Israel Fraier: In the long run, the biggest challenges for an ag-tech startup is winning the ag-clients’ loyalty by being able to serve all their requirements in the most rapid way. Those however are growing fast and become more complex as clients discover new insights of precision agriculture and start using more technologies. 

 

While farmers and ag-businesses are focused on growing and processing crops, they will have very low tolerance to operating a multitude of disconnected technological systems, nor waiting for the ag-tech provider to start a development process for any new need. 

 

An ag-tech start-up that wants to ‘keep standing’ in the market for the long term must be technologically prepared to rapidly provide comprehensive answers to all those fast-evolving needs, without dragging the client into a prolonged and costly development process. Agriculture may look pastoral but it is a highly complex and demanding industry. 

 

Pedro Dusso: It is not common to find a software solution to process all the different aspects of a business.
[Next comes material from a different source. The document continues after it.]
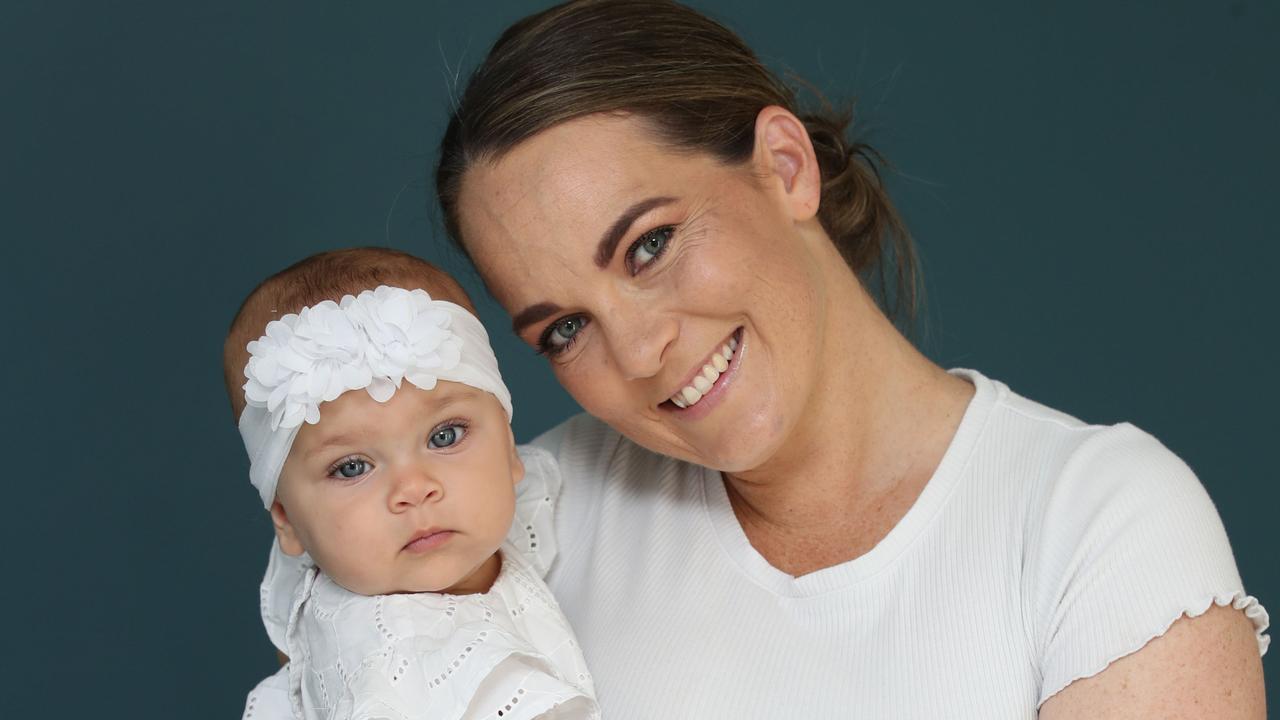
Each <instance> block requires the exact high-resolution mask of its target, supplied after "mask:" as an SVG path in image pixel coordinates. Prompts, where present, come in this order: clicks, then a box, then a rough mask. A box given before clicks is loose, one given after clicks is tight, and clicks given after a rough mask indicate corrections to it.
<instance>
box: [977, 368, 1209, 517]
mask: <svg viewBox="0 0 1280 720" xmlns="http://www.w3.org/2000/svg"><path fill="white" fill-rule="evenodd" d="M959 373H963V374H964V375H966V377H969V378H970V382H974V384H977V386H978V387H979V393H978V397H983V396H986V397H988V398H989V400H988V402H989V406H991V409H989V411H988V413H987V416H986V423H984V427H983V430H982V433H980V436H979V439H978V442H977V443H975V447H974V448H973V455H974V457H973V459H972V461H970V465H980V466H984V468H988V469H998V471H996V473H987V474H988V477H991V478H992V482H998V483H1001V484H1005V483H1009V482H1012V483H1015V486H1016V487H1019V488H1021V489H1023V491H1024V493H1020V495H1021V496H1023V497H1024V500H1025V501H1027V502H1028V510H1029V511H1032V512H1036V511H1037V510H1039V511H1041V512H1043V511H1047V510H1050V509H1048V507H1046V505H1059V506H1060V505H1061V503H1060V502H1055V498H1059V500H1061V498H1062V496H1064V495H1070V496H1078V493H1087V495H1091V496H1097V497H1093V502H1091V503H1088V505H1089V506H1092V507H1093V509H1096V506H1097V503H1098V502H1103V501H1106V500H1108V498H1110V500H1111V501H1115V500H1119V498H1117V496H1116V493H1121V495H1128V496H1134V495H1137V496H1142V495H1147V493H1156V495H1161V496H1164V495H1167V493H1169V492H1171V491H1174V489H1175V488H1176V491H1178V492H1180V493H1194V492H1199V493H1203V492H1204V491H1203V486H1201V483H1199V480H1198V479H1197V478H1196V474H1194V473H1192V470H1190V468H1188V466H1187V464H1185V462H1184V461H1183V460H1181V459H1180V457H1178V455H1175V454H1174V452H1172V451H1170V450H1169V448H1167V447H1165V445H1164V443H1161V442H1160V441H1158V439H1156V438H1155V437H1153V436H1152V434H1151V433H1147V432H1146V430H1143V429H1140V428H1138V427H1135V425H1133V424H1130V423H1116V424H1093V423H1087V421H1084V420H1080V419H1078V418H1075V416H1073V415H1070V414H1068V413H1064V411H1061V410H1056V409H1053V407H1048V406H1046V405H1043V404H1041V402H1037V401H1034V400H1029V398H1027V397H1023V396H1020V395H1018V393H1016V392H1014V391H1011V389H1009V387H1007V386H1005V384H1004V383H1001V382H998V380H991V379H988V378H986V377H982V375H980V374H978V373H974V372H972V370H965V372H959ZM984 387H986V389H983V388H984ZM996 478H998V479H996ZM1006 489H1007V488H1006ZM1076 500H1079V497H1076ZM1075 507H1078V509H1079V510H1080V512H1082V514H1083V512H1087V510H1085V506H1083V505H1075ZM1059 510H1061V507H1059Z"/></svg>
Normally, different sectors inside a company run different business software which attends their particular needs. Without including features from other sectors, the software can remain simple yet powerful enough to deliver business value. 

 

The farming process is a complex process. It is not easy to find a profitable, well-run farming business. Thus, when a new startup decides to provide some solution for farmers, it has to maintain a very sharp focus on what is the core value of its own product. The startup must have a very clear value proposition and then look for integrations with other players. This is easier said than done because, in the early days you have a small team, you do not have clear, well-built and documented APIs, and you must work to find your business model. 

 

Michael Utkin: Agtech is a rapidly growing industry but, as every agriculture-related industry, it is highly volatile and Agtech startups need to face many complex risks and barriers. 

 

One of the biggest problems is related to distribution. Farms are scattered around the world, many of them are located in remote areas. Delivering the products to the farmers can entail a very high distribution cost (usually it accounts for 3050% of the price of a product). Moreover, many startups experience difficulties to gain access to the distribution channels as they are taken up by big machinery producers. 

 

In addition to this, change happens slowly in agriculture. It has many reasons, one of them being the slow pace among farmers to adopt new technologies. The aging of the farming populations has been a serious problem for many years. In Europe, more than half of farmers are 55 years or older, belonging to a less tech-savvy generation. Startups also need to keep in mind that it takes time to establish trust among the customers. 

 

The availability of funds is limited, there isn’t a large number of investors who provide capital for the Agtech startups. When we decided to develop our FieldBee tractor navigation system, we received the necessary capital from farmers who believed in the product, rather than venture capitalists. 

 

Farmers, especially the owners of small and medium sized farms, are very price sensitive. Sometimes it can take multiple seasons to see return on their investment and they cannot afford to have their money tied up for that long. 

 

Ofir Schlam: Finding a product that fits the market is a huge challenge, especially as you only get one shot at launching in the agriculture season, which once a year, as opposed to endless opportunities in other software industries, for example cyber companies. 

 

Secondly, the long sale cycle in agriculture is the opposite of the short life span of an early stage company.